La primera casilla es la apropiación indebida del artículo 253. Ahí está quien recibe dinero, efectos o valores en depósito, comisión o custodia, o por cualquier título que le obligue a entregarlos o devolverlos, y se los apropia para sí o para un tercero. Es el administrador que transfiere fondos de la sociedad a su cuenta personal, el presidente de la comunidad que retira efectivo de la cuenta comunitaria y no lo justifica, el apoderado que vacía la libreta de su padre. La nota característica es la incorporación definitiva al propio patrimonio o la disposición como si fuera propio.

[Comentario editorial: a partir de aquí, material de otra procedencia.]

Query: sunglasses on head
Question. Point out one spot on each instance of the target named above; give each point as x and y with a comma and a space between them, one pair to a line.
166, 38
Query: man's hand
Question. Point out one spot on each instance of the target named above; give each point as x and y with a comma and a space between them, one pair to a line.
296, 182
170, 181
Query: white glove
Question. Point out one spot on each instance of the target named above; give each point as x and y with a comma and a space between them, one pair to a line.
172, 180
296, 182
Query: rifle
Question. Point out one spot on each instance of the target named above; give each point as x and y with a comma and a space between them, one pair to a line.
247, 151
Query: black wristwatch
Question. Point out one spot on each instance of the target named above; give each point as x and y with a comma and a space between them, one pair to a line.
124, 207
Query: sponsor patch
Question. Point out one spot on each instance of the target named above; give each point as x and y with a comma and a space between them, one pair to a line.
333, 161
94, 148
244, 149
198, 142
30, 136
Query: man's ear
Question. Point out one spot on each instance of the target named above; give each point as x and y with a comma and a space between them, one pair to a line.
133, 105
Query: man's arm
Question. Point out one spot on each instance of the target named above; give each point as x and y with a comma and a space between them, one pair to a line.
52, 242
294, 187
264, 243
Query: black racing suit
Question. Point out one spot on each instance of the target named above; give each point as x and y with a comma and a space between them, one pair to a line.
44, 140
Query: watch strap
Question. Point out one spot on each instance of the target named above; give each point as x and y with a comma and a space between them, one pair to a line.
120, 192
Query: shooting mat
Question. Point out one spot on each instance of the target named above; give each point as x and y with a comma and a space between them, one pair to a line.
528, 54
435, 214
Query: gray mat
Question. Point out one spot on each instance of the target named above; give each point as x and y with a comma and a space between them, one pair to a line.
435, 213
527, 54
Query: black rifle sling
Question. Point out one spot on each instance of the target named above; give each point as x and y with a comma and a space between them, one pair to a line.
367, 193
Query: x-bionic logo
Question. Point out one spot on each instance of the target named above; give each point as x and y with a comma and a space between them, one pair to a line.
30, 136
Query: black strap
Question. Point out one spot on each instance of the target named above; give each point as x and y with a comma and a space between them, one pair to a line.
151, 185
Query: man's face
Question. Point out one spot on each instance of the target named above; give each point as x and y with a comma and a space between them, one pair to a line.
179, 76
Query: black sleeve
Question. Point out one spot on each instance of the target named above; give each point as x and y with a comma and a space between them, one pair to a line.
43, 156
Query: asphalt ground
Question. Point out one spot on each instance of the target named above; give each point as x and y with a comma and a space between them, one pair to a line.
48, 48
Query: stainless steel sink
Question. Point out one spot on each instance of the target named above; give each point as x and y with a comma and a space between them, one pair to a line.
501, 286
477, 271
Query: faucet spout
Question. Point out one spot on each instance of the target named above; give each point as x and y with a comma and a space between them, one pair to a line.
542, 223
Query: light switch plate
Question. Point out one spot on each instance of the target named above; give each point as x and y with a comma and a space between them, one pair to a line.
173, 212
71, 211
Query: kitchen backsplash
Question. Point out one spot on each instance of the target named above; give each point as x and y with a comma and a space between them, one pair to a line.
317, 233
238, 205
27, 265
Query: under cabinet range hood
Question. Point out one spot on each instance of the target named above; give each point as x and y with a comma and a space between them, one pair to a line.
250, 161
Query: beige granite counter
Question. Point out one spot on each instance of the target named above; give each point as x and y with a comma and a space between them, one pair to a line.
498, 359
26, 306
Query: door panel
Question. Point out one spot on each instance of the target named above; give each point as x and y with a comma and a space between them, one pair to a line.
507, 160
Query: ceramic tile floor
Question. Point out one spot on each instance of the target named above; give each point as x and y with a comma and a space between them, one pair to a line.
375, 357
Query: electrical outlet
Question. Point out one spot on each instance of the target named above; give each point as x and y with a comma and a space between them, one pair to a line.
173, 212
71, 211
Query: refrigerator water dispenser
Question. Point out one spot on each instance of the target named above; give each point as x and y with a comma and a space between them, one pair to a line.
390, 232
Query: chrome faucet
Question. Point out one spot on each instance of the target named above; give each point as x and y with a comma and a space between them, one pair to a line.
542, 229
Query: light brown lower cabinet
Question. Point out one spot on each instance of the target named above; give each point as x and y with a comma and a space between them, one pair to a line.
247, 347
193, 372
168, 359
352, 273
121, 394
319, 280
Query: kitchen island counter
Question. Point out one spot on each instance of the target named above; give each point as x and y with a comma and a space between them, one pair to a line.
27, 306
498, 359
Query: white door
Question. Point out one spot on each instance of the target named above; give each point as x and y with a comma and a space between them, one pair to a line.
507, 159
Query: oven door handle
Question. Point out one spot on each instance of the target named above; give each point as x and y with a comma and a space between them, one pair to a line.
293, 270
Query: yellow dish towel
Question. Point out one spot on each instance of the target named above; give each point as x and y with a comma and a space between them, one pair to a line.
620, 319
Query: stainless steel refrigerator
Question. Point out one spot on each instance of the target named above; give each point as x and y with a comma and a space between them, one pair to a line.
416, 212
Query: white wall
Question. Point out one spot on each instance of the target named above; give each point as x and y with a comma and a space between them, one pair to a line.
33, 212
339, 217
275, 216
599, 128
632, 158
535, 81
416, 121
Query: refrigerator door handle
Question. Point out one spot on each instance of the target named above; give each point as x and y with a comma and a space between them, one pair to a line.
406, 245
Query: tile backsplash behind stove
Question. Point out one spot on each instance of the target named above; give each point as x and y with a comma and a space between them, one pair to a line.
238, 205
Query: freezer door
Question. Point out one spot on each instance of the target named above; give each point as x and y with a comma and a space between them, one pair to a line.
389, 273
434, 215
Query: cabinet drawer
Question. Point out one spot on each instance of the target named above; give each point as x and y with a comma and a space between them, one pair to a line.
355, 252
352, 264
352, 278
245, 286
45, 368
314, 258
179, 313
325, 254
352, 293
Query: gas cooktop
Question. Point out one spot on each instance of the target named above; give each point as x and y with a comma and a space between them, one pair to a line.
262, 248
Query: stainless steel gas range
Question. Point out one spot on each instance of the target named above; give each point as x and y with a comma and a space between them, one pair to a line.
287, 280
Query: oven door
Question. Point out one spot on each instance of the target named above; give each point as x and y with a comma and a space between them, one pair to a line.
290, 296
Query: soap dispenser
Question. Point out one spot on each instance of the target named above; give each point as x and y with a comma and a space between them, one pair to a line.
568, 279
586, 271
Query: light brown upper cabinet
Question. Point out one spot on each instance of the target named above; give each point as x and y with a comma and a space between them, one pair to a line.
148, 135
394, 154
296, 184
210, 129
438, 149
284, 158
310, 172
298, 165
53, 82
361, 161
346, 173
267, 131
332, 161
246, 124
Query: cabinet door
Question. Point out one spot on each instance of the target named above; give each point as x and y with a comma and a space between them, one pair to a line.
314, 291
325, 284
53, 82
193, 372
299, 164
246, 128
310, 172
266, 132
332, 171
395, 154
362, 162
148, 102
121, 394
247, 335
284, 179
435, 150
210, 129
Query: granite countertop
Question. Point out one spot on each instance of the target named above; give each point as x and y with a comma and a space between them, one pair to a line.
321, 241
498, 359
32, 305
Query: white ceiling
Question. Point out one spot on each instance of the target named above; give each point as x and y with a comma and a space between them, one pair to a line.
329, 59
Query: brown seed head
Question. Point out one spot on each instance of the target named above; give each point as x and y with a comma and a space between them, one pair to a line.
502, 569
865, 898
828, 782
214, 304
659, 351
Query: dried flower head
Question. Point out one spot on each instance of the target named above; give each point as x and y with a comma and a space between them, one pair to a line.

La segunda casilla es la administración desleal del artículo 252. Ahí está quien no se lleva nada pero decide sobre lo ajeno más allá de lo que podía, y con ello empobrece el patrimonio administrado. El administrador que se autoasigna un sueldo que ningún acuerdo social contempla. El que contrata sistemáticamente con una sociedad de su mujer a precios que la empresa no habría aceptado de un tercero. El que renuncia a un crédito de la sociedad para cerrar un pleito personal. El que mantiene un inmueble social cedido gratis a un familiar durante años.
La tercera casilla no es delito. Es el mal negocio. El administrador que compra existencias que luego no puede vender, el que abre una línea de actividad que fracasa, el que contrata a un directivo carísimo que resulta inútil. La legislación mercantil protege expresamente ese espacio: el artículo 226 de la Ley de Sociedades de Capital establece que, en decisiones estratégicas y de negocio sujetas a discrecionalidad empresarial, el estándar de diligencia se entiende cumplido cuando el administrador actuó de buena fe, sin interés personal en el asunto, con información suficiente y siguiendo un procedimiento de decisión adecuado. Cuando esos cuatro requisitos concurren, el resultado ruinoso de la decisión no convierte al administrador en delincuente.
Esa frontera es el eje de casi toda la defensa en esta materia. Y también el eje de una acusación bien planteada, porque el querellante que no acredita el exceso concreto de facultades y se limita a describir una gestión mediocre suele acabar con un auto de sobreseimiento.